変わっていない。あの頃と、少しも変わってはいなかった。
圧倒的な武芸の技を持っていながらも、決して油断する事のないところにこそ、この男の強さがあるのだ。
孫立は複雑な思いだった。梁山泊に入るためとはいえ、かつて同じ釜の飯を食った同輩を騙す事になろうとは。欒廷玉がどうして登州を去ったのかは分からないが、彼なりの事情があったのだろう。
逆の立場もあり得たのだろうか。

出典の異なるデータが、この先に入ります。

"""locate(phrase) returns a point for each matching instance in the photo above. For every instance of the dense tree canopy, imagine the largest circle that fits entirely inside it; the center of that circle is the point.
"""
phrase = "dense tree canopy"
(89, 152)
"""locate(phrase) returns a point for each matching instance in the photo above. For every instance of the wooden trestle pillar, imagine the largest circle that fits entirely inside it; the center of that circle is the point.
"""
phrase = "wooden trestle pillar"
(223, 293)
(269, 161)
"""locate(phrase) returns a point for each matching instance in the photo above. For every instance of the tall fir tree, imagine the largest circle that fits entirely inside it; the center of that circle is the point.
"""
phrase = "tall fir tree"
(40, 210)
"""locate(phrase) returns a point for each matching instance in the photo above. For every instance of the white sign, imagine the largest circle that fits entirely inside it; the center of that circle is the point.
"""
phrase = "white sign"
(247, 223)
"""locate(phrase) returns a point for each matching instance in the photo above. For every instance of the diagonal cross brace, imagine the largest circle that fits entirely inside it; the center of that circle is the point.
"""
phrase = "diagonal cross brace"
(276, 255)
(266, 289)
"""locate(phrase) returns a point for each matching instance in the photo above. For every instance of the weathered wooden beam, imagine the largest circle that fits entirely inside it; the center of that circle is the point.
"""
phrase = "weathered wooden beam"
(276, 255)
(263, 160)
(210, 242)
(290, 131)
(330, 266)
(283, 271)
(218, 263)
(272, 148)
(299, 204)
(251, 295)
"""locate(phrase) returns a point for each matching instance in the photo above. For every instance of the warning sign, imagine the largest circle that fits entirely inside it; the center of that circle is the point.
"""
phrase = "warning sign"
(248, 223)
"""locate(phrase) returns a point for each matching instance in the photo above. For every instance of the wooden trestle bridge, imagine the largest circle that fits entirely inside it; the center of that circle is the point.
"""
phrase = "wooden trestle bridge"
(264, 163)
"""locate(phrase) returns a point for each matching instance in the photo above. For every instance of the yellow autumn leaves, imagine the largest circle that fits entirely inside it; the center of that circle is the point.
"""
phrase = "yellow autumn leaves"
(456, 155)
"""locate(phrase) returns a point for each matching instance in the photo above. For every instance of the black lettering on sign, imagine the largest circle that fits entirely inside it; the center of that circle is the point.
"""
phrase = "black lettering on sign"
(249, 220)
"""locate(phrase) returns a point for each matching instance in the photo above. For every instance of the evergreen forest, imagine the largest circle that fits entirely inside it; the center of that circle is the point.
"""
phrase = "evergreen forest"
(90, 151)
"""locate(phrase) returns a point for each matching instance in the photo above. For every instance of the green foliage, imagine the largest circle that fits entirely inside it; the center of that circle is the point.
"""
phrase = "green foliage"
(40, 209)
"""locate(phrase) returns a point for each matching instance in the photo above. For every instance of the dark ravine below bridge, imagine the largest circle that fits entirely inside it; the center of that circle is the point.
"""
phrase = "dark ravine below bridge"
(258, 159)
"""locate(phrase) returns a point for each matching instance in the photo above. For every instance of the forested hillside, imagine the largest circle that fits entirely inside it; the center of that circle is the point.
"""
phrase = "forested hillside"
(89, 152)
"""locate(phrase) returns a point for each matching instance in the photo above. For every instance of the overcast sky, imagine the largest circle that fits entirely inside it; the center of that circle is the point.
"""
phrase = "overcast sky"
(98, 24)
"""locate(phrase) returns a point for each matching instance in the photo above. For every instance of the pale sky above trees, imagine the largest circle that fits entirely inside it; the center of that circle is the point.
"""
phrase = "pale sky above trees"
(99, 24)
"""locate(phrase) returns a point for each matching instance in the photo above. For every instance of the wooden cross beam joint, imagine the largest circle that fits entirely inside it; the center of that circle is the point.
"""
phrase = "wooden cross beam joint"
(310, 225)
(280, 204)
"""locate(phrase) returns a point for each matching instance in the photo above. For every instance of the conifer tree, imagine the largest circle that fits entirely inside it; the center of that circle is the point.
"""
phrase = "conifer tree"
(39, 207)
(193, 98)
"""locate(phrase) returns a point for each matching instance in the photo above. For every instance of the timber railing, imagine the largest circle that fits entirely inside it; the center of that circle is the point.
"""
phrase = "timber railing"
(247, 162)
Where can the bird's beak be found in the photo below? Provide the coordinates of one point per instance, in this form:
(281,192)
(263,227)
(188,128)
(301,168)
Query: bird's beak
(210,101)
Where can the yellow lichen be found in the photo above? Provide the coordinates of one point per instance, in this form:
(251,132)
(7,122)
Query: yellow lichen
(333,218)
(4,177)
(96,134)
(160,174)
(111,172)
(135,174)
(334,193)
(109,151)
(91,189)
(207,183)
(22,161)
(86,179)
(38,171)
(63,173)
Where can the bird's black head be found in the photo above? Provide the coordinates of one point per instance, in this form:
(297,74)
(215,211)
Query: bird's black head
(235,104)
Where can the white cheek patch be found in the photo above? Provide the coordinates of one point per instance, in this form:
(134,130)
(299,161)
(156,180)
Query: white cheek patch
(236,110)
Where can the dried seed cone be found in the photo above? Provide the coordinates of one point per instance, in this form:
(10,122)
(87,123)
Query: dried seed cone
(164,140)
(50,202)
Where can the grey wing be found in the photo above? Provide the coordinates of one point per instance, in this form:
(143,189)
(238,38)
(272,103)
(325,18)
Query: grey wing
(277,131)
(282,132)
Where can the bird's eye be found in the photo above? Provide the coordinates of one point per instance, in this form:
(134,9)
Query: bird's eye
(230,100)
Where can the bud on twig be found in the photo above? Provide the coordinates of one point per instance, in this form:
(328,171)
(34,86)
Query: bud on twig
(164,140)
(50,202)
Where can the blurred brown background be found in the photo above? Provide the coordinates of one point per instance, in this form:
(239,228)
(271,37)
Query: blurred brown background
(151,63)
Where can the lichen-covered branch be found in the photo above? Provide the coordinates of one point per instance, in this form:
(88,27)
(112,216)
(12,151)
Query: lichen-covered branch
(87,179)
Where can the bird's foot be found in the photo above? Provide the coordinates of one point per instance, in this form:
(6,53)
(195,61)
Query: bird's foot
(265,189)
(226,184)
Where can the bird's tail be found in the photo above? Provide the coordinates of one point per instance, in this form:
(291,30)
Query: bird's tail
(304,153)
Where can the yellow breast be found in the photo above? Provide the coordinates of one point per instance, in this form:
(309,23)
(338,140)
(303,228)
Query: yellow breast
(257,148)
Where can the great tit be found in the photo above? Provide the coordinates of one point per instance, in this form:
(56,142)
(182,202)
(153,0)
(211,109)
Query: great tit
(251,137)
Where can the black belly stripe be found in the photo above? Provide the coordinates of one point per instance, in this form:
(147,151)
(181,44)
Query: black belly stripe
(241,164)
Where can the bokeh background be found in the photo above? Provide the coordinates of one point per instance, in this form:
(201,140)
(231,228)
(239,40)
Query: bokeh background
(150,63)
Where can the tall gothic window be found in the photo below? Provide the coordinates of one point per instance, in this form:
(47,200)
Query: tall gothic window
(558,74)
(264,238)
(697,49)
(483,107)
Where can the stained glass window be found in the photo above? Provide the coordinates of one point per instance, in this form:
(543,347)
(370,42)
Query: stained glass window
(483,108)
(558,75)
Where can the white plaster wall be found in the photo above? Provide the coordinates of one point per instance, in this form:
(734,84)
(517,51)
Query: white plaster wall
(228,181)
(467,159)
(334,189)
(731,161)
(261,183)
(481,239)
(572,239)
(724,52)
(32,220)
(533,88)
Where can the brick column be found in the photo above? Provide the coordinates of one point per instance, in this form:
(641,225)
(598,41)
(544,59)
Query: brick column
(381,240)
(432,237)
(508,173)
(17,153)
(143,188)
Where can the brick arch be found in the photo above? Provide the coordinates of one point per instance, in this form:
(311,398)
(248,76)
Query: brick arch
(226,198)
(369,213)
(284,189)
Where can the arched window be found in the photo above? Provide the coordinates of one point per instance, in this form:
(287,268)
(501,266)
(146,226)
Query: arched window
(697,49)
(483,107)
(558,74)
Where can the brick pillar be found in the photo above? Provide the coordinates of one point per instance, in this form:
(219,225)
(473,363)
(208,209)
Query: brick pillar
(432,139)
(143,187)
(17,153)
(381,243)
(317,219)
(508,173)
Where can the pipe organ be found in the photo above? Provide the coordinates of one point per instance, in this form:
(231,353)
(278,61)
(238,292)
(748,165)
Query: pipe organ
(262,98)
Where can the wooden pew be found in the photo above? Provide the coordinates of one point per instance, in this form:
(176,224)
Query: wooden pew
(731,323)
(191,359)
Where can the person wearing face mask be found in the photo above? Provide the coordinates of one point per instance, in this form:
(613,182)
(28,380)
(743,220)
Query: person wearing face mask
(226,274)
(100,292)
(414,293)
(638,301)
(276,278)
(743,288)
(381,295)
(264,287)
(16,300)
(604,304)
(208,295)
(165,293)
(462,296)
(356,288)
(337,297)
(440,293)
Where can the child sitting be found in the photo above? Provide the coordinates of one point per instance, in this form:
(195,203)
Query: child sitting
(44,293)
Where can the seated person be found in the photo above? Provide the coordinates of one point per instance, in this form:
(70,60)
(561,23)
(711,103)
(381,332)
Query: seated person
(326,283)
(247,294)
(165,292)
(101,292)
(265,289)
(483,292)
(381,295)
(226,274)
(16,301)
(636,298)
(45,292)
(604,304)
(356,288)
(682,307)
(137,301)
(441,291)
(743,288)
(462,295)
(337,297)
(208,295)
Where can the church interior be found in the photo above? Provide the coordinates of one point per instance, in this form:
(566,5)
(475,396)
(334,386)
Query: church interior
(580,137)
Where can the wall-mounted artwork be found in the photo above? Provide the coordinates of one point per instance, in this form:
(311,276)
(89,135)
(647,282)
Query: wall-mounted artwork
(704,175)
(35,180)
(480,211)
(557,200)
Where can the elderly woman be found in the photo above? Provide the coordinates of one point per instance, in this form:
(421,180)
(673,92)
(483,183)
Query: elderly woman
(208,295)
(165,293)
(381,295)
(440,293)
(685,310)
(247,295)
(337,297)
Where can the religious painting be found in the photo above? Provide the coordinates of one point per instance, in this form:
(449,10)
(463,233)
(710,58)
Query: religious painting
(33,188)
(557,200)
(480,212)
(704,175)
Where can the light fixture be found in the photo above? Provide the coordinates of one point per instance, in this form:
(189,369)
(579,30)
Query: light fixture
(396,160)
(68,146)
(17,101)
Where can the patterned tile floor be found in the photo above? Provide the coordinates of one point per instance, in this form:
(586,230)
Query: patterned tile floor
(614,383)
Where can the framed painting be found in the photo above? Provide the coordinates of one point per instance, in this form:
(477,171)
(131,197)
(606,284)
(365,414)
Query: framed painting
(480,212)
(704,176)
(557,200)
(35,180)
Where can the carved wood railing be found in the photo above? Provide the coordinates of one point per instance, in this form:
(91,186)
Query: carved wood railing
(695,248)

その時、欒廷玉ならばどうするのだろうか。
また、石勇の店に行く前に祝家荘を知っていれば、もしかして。
しかし、こうなっては仕方のない話なのだが、やはり孫立は様々な思いが頭をめぐってしまうのだった。
横目で孫新を見る。弟は十里牌の店にいる時と変わらない顔だった。
孫立は酒を飲み、考えるのをやめた。
鄒潤がきょろきょろしながら歩いていた。
「あんまり目立つ真似するんじゃない、潤。いま、わしらは軍人という事になっているのだぞ」
「だってよ、叔父さん。すげえ立派な屋敷だからよう」
鄒潤は頭を掻き、鄒淵に向かってすまなそうな顔をする。
「はは、鄒潤の言う通りだな。屋敷の周りにいた兵たちも相当鍛えこまれているようだ。さすがは欒廷玉ってところかな」
孫新が庇(かば)うように言った。宴会が終わり、部屋に向かう途中であった。
鄒潤が言ったように、廊下に飾られた絵や置物ひとつとってもかなり値の張るものである事がわかった。
「そういえばあの男、宴の最中は孫立どのとばかり話していたな。俺たちはおろか、孫新どのとさえ目も合さななかったぜ。まったくいけ好かない野郎だぜ」
「そうか、お前は知らなかったのだな」
「何をだい、叔父さん」
鄒潤に言いかけた鄒淵だったが、孫新がそれを止めた。
「まあ、良いじゃねぇか。もう昔の話さ」
と、遠くを見るような目をする孫新。
教えてくれよ、という鄒潤に構うことなく、
「屋敷の作りをちゃんと調べておいてくれよ、二人とも」
と告げて部屋へと入ってしまった。
鄒潤がぶつくさ言う声が聞こえていたが、それも次第に遠のき、やがて聞こえなくなった。
寝台に腰かけ、孫新がひと息ついた。そして懐から酒を取り出した。部屋で飲もうと拝借してきたものだった。
手酌で杯を満たし、ぐっと喉に流し込む。
顧大嫂や楽大娘子ら女性は別の棟に泊まっている。
「ひとりで夜を過ごす事など、しばらくなかったなあ」
孫新は誰かに話すように口に出してから、それに気付くと苦笑いをした。
酒が減るのが、遅く感じる夜だった。